Editorial 1: Limited room
Context
India must cut its heavy reliance on oil imports to ensure greater rupee stability.
Introduction
The recent 7% rupee depreciation reflects a mix of global and domestic pressures similar to past episodes. Despite strong forex reserves, sharp shifts in oil imports, and a widening current-account deficit, volatility persists. With inflation at record lows, the RBI can manage turbulence, but lasting stability demands strategic reforms in energy security and trade policy.
Rupee Depreciation: Context and Comparison
- The rupee has depreciated about 7% from late November 2024 to now, sliding from ₹83.4/$ to around ₹89.2/$.
- This decline is not unprecedented; in 2018, the rupee weakened by 11–12%.
- The comparison matters because the political and trade environment today resembles that period.
Global Backdrop and Historical Echoes
- In 2018, under U.S. President Donald Trump’s first term:
- Strong U.S. dollar,
- Rising U.S. interest rates,
- Trade tensionsall pressured emerging-market currencies, including the rupee.
- The RBI introduced its first longer-term currency swap as a liquidity tool.
- 2019: A $5-billion, three-year dollar/rupee swap completed.
- Feb 2025: A $10-billion buy-sell swap conducted to infuse long-term rupee liquidity during global stress.
Role of Currency Swaps
- Central banks use such swaps to:
- Supply liquidity to banks,
- Strengthen forex reserves,
- Prevent disorderly depreciation when the dollar surges or capital flows reverse.
- Under India’s managed-float regime, the RBI cannot fix the exchange rate; it can only smooth volatility.
Domestic and External Pressure Points
- The recent steep rupee fall is shaped by:
- Widening current-account deficit.
- Higher bullion imports as a safe-haven hedge.
- Exporters facing high U.S. tariffs, pushing them to defend competitiveness.
- From November to now, the RBI sold about $50 billion in forex to stabilise the rupee, yet depreciation continued.
Strengths and Stabilising Factors
- Forex reserves remain strong: approximately $693 billion.
- Retail inflation has dropped sharply: CPI inflation at 0.25% in Oct 2025, far below the 2%–6% target band.
- This low inflation gives the RBI room to tolerate modest depreciation without aggressive rate hikes.
Oil Dependence and Inflation Risk
- As India shifts from cheaper Russian crude to costlier U.S. imports, the weaker rupee may raise oil-driven inflation.
- With crude comprising over 20% of imports in FY25, this creates an inflationary risk.
Policy Priorities Beyond Monetary Stabilisation
- Monetary tools alone cannot fix structural vulnerabilities.

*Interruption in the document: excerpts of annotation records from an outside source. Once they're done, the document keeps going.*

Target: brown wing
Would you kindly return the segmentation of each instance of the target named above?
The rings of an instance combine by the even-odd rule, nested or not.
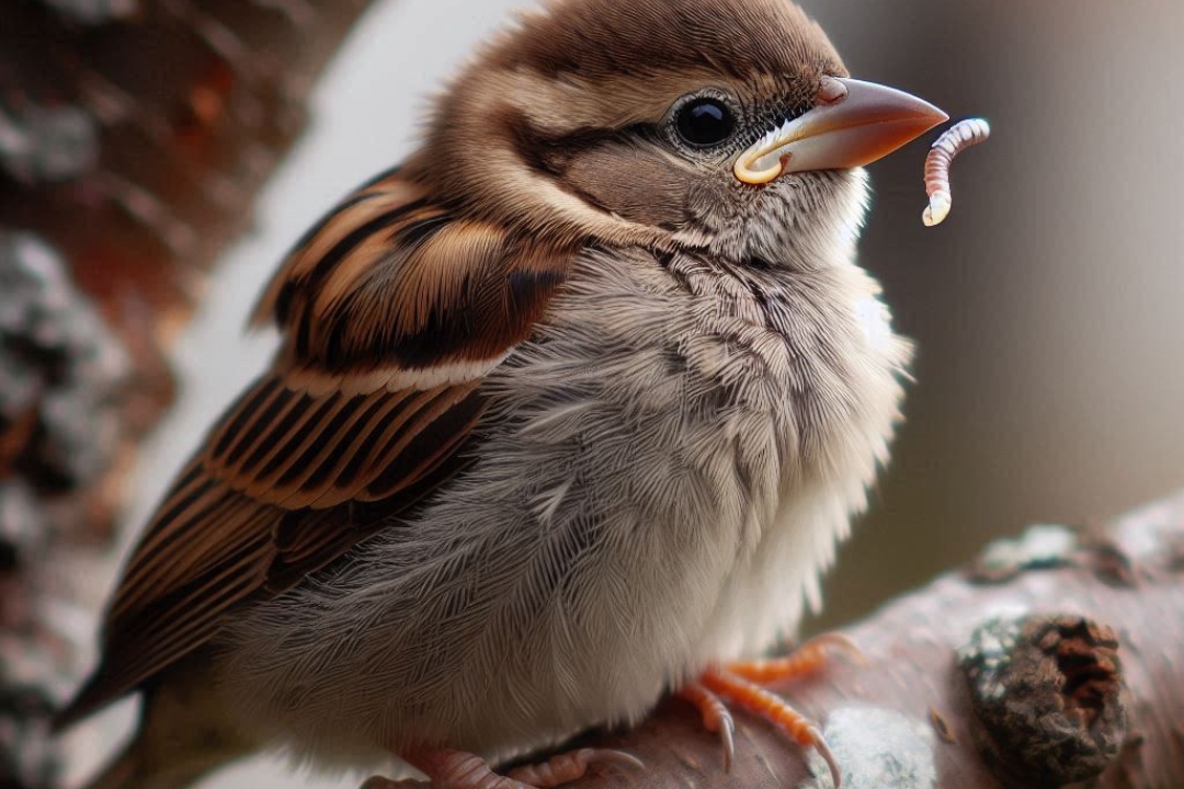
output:
[[[572,253],[450,213],[392,173],[288,257],[255,322],[284,343],[156,510],[65,726],[213,636],[453,476],[484,375],[542,316]]]

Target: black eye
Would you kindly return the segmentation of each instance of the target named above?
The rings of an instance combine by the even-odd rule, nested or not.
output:
[[[703,96],[678,108],[674,127],[678,136],[691,145],[718,145],[732,136],[735,118],[727,104]]]

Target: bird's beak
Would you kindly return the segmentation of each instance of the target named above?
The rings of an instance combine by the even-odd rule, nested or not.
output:
[[[733,172],[740,181],[757,185],[786,173],[862,167],[948,117],[893,88],[825,77],[815,106],[748,147]]]

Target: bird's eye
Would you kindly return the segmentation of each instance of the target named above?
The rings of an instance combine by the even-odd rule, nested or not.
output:
[[[720,99],[701,96],[678,108],[674,128],[688,144],[718,145],[732,136],[735,117]]]

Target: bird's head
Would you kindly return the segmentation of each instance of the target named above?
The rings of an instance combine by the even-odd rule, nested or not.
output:
[[[413,163],[532,232],[809,265],[854,241],[858,168],[945,118],[850,79],[787,0],[556,0],[461,73]]]

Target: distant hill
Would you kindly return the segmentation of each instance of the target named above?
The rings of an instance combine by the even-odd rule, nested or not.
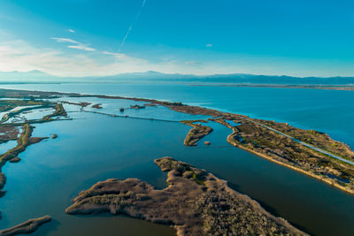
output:
[[[193,75],[161,73],[158,72],[121,73],[110,76],[58,77],[40,71],[0,72],[0,83],[96,83],[96,82],[176,82],[176,83],[232,83],[281,85],[354,85],[354,77],[292,77],[255,74]]]

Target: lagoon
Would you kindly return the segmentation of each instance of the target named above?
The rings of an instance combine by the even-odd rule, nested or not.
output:
[[[156,87],[154,88],[156,89]],[[76,89],[79,89],[79,87]],[[130,89],[133,95],[134,89]],[[37,90],[45,89],[37,88]],[[165,90],[163,89],[163,91]],[[70,92],[88,93],[83,90]],[[153,95],[150,91],[146,91],[146,93]],[[271,92],[264,93],[271,94]],[[167,94],[165,94],[165,100],[191,100],[190,97],[181,97],[178,100],[172,98],[176,95],[171,94],[168,97]],[[118,91],[116,95],[121,94]],[[123,95],[129,95],[123,94]],[[158,96],[161,95],[155,95],[152,98],[159,98]],[[143,95],[137,94],[134,96],[145,97]],[[220,106],[223,109],[222,104],[226,101],[222,100],[221,95],[211,94],[211,96],[219,97],[219,100],[212,100],[217,102],[208,103],[206,100],[204,102],[198,100],[196,95],[196,103],[189,102],[189,104],[201,103],[201,105],[214,108]],[[88,98],[81,100],[86,99]],[[260,97],[258,99],[259,103],[264,103]],[[96,100],[95,102],[103,103],[103,110],[108,113],[113,112],[116,108],[122,105],[119,103],[122,101],[117,100],[117,104],[111,100]],[[135,103],[131,101],[130,103]],[[231,110],[236,109],[234,103],[236,103],[236,100],[230,103]],[[237,103],[240,103],[240,102]],[[350,103],[344,105],[349,106],[347,103]],[[243,108],[245,109],[245,106],[243,104]],[[65,108],[74,120],[36,125],[34,132],[35,136],[50,136],[57,133],[58,139],[48,140],[28,147],[19,156],[22,158],[21,162],[9,163],[4,167],[3,171],[8,178],[5,186],[8,193],[0,201],[0,209],[3,211],[3,218],[0,220],[1,228],[49,214],[54,221],[43,225],[35,235],[97,235],[104,228],[106,235],[119,232],[125,234],[127,232],[132,235],[139,235],[146,231],[150,232],[151,235],[153,233],[173,234],[173,231],[167,226],[127,217],[106,215],[92,217],[75,217],[65,215],[64,212],[65,209],[70,205],[70,200],[80,191],[109,178],[139,178],[158,188],[164,187],[165,176],[152,160],[171,156],[199,168],[206,169],[220,179],[228,180],[230,187],[235,190],[249,194],[258,201],[268,211],[288,219],[294,225],[310,233],[352,235],[354,232],[352,225],[354,216],[351,214],[351,209],[354,209],[352,195],[244,150],[231,147],[226,141],[229,129],[219,124],[212,126],[214,132],[200,141],[196,148],[189,148],[184,147],[182,143],[190,127],[178,122],[110,118],[99,114],[79,112],[73,105],[65,105]],[[250,110],[249,108],[250,112]],[[266,114],[266,110],[263,108],[260,111],[256,110],[254,112]],[[287,110],[289,110],[283,109],[284,112]],[[310,109],[308,110],[311,112]],[[151,118],[159,115],[161,118],[176,121],[181,118],[196,119],[196,117],[177,113],[161,107],[149,107],[144,110],[129,112],[131,116]],[[296,112],[293,113],[295,114]],[[290,117],[289,111],[288,116]],[[349,117],[352,114],[349,114]],[[343,114],[340,113],[338,117],[342,118]],[[281,117],[278,117],[276,120],[280,118]],[[299,120],[303,119],[299,118]],[[326,117],[322,117],[319,121],[322,124],[320,126],[324,126],[326,122]],[[308,122],[306,126],[311,126],[311,124]],[[350,133],[350,135],[352,135],[353,133]],[[204,146],[204,141],[210,141],[212,146]]]

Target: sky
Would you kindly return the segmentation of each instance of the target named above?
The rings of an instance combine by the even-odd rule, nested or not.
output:
[[[1,0],[0,72],[354,76],[352,0]]]

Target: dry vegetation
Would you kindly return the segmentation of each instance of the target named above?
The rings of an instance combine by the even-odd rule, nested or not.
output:
[[[196,122],[207,123],[205,120],[182,120],[181,123],[192,126],[186,138],[184,139],[185,146],[196,146],[196,142],[212,132],[212,128]]]
[[[168,171],[165,189],[136,179],[107,179],[80,193],[66,213],[123,213],[173,225],[178,235],[305,234],[204,170],[171,157],[155,163]]]
[[[39,226],[44,223],[50,222],[50,220],[51,218],[50,216],[29,219],[12,228],[0,231],[0,236],[12,236],[16,234],[31,233],[36,231]]]

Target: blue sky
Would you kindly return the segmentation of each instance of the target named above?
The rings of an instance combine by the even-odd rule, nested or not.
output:
[[[0,71],[353,76],[353,12],[349,0],[2,0]]]

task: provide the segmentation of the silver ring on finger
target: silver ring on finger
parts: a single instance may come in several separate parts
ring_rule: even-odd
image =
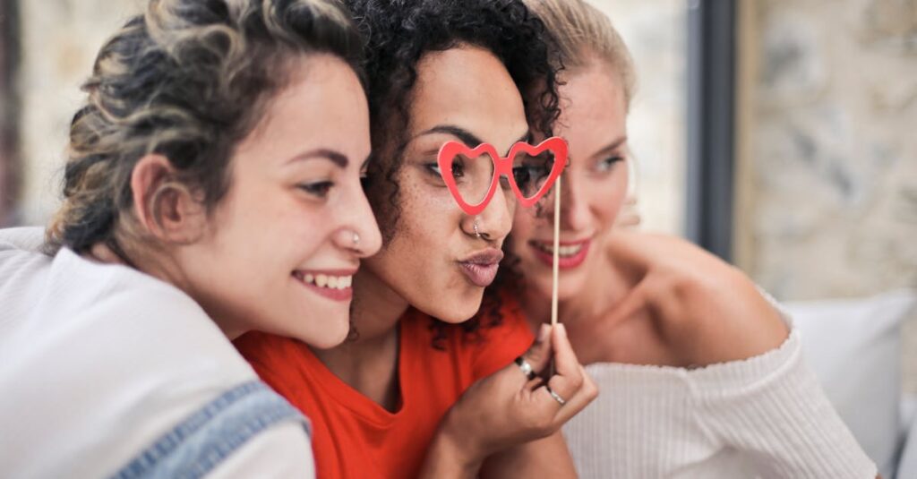
[[[551,395],[551,397],[553,397],[558,404],[560,406],[567,404],[567,401],[563,397],[560,397],[560,395],[555,393],[553,389],[547,387],[547,385],[545,386],[545,389],[547,389],[547,394]]]
[[[529,381],[535,379],[535,376],[537,375],[535,373],[535,370],[532,369],[532,364],[525,361],[525,358],[519,356],[515,359],[515,363]]]

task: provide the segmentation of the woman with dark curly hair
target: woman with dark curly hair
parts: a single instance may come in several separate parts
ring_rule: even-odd
[[[465,323],[496,273],[514,196],[504,184],[467,215],[436,162],[447,141],[504,154],[550,131],[544,27],[516,0],[348,5],[368,36],[366,187],[384,247],[354,278],[354,335],[342,346],[264,334],[236,344],[312,418],[322,477],[573,476],[558,429],[597,392],[564,329],[543,329],[526,353],[533,335],[508,296]],[[557,373],[536,377],[551,358]]]
[[[348,334],[381,243],[361,43],[330,1],[152,0],[102,47],[49,254],[0,232],[4,477],[314,476],[229,340]]]

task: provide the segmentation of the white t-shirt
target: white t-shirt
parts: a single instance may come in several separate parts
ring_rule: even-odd
[[[587,366],[602,394],[564,427],[580,477],[875,478],[788,326],[746,360]]]
[[[22,231],[0,230],[3,477],[108,476],[257,379],[181,290],[66,249],[23,251]],[[314,477],[308,436],[296,421],[271,427],[209,476]]]

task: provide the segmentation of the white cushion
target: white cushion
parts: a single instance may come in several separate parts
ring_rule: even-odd
[[[898,451],[900,325],[915,306],[913,291],[784,304],[828,399],[883,477],[893,476]]]
[[[906,442],[904,450],[901,451],[901,460],[898,463],[898,475],[900,479],[917,477],[917,420],[914,420],[914,408],[917,407],[917,398],[913,396],[905,398],[902,408],[903,414],[907,414],[910,431],[905,434]]]

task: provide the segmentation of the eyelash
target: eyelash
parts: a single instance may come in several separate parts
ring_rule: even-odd
[[[330,191],[334,185],[335,184],[333,182],[325,181],[297,184],[296,187],[316,198],[324,199],[327,197],[328,191]]]
[[[599,173],[609,172],[615,163],[624,162],[624,158],[623,156],[612,156],[599,162],[598,164],[596,164],[595,169],[598,170]]]
[[[430,174],[439,178],[440,180],[443,178],[442,173],[439,172],[439,163],[426,163],[424,166],[426,168],[427,172],[430,173]],[[461,163],[453,162],[452,177],[458,180],[462,176],[464,176],[464,166]]]

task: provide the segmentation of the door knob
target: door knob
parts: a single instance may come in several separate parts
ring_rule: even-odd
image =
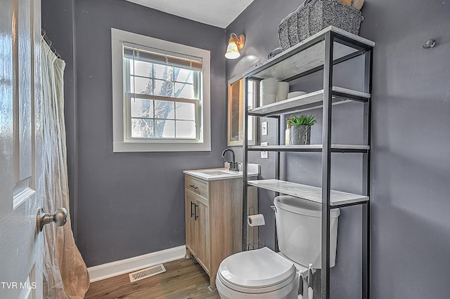
[[[68,210],[64,208],[58,208],[54,214],[44,213],[44,208],[39,208],[37,210],[37,217],[36,222],[39,232],[42,232],[44,225],[50,222],[55,222],[56,226],[63,226],[68,220]]]

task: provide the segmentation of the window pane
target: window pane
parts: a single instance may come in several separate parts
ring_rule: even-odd
[[[150,138],[153,131],[153,119],[131,119],[131,138]]]
[[[176,121],[176,138],[195,139],[195,123],[190,121]]]
[[[155,78],[160,79],[162,80],[172,81],[172,74],[174,73],[174,68],[172,67],[167,67],[162,65],[153,65],[155,66]]]
[[[195,120],[195,105],[191,102],[177,102],[176,119]]]
[[[174,84],[169,81],[155,80],[155,95],[173,96]]]
[[[153,101],[131,98],[131,117],[153,117]]]
[[[160,138],[175,138],[175,121],[155,120],[155,135]]]
[[[132,60],[131,60],[132,61]],[[131,72],[131,69],[130,67],[130,73],[133,74]],[[151,78],[153,77],[152,74],[152,64],[148,62],[144,62],[143,61],[134,60],[134,74],[137,76],[142,76]]]
[[[193,71],[175,67],[174,72],[174,81],[181,83],[189,83],[191,84],[193,84],[194,79],[192,75]]]
[[[174,96],[176,98],[184,98],[186,99],[195,99],[194,86],[176,83],[175,94]]]
[[[175,102],[163,100],[155,101],[155,119],[175,119]]]
[[[131,90],[135,93],[152,95],[153,82],[151,79],[134,77],[134,88],[131,86]]]
[[[129,80],[128,84],[129,84],[127,87],[128,91],[125,91],[127,93],[134,93],[134,77],[133,76],[130,76],[127,78]]]

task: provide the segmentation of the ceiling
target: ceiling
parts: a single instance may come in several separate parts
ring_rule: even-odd
[[[253,0],[127,0],[201,23],[226,28]]]

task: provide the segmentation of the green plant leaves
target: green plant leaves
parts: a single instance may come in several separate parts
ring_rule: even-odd
[[[290,126],[312,126],[317,121],[312,115],[299,115],[298,117],[291,115],[290,119],[286,121]]]

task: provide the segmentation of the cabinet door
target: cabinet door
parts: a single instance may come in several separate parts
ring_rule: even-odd
[[[197,244],[198,242],[195,240],[195,227],[194,225],[195,197],[191,192],[186,191],[184,198],[186,201],[186,245],[194,255],[197,255]]]
[[[194,225],[197,243],[197,257],[210,270],[210,215],[207,201],[197,197],[194,211]]]

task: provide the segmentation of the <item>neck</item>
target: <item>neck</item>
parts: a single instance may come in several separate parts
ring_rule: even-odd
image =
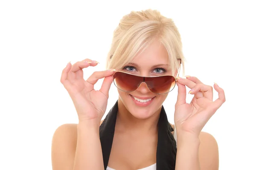
[[[145,119],[134,117],[126,109],[120,98],[118,99],[118,111],[116,117],[116,129],[121,132],[132,131],[141,133],[148,132],[157,133],[157,123],[162,107],[151,116]]]

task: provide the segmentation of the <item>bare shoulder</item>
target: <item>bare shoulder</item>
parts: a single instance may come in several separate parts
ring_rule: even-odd
[[[52,170],[72,170],[77,138],[77,124],[62,125],[55,130],[52,141]]]
[[[218,147],[212,135],[201,132],[199,135],[199,159],[202,170],[218,170],[219,166]]]
[[[52,170],[73,169],[77,142],[77,124],[64,124],[57,128],[52,141]]]

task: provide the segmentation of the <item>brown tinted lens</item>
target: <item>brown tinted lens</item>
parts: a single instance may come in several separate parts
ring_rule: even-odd
[[[176,83],[175,78],[171,76],[146,77],[145,82],[151,91],[157,94],[163,94],[172,91]]]
[[[143,82],[143,77],[117,72],[114,75],[114,83],[119,89],[125,91],[136,90]]]

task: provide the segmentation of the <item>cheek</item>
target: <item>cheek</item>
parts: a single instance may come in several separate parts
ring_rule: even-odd
[[[117,89],[118,91],[118,94],[119,94],[119,97],[121,99],[122,101],[125,100],[127,97],[129,97],[128,94],[127,92],[121,91],[119,89]]]

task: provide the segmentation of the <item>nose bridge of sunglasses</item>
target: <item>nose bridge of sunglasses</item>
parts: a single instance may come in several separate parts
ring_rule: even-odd
[[[140,83],[138,88],[137,88],[137,90],[143,90],[145,89],[147,89],[148,91],[150,91],[149,88],[148,88],[148,85],[145,82],[143,82]]]

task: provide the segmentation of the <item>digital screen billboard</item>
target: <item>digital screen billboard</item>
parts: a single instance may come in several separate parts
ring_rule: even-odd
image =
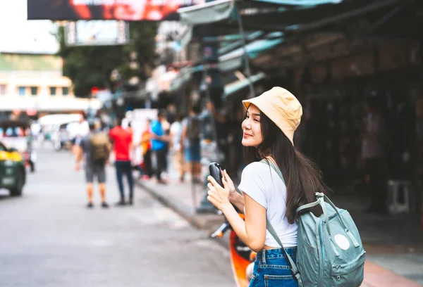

- India must urgently address its oil dependence, especially by:
- Accelerating transport electrification,
- Improving energy diversification.
Trade Policy Imperatives
- Trade strategy must be coherent, not a patchwork of bilateral deals.
- Existing agreements with Japan, UAE, and ASEAN have worsened India’s trade balance.
- A rethought trade framework is essential for long-term macro stability.
Conclusion
While the RBI can smooth volatility, India’s currency resilience ultimately depends on tackling structural weaknesses. Reducing oil dependence, accelerating electrification, and crafting a coherent trade strategy are essential to shield the economy from external shocks. With strong reserves and low inflation, India has the space to act, but must pursue these reforms with clarity, urgency, and long-term purpose.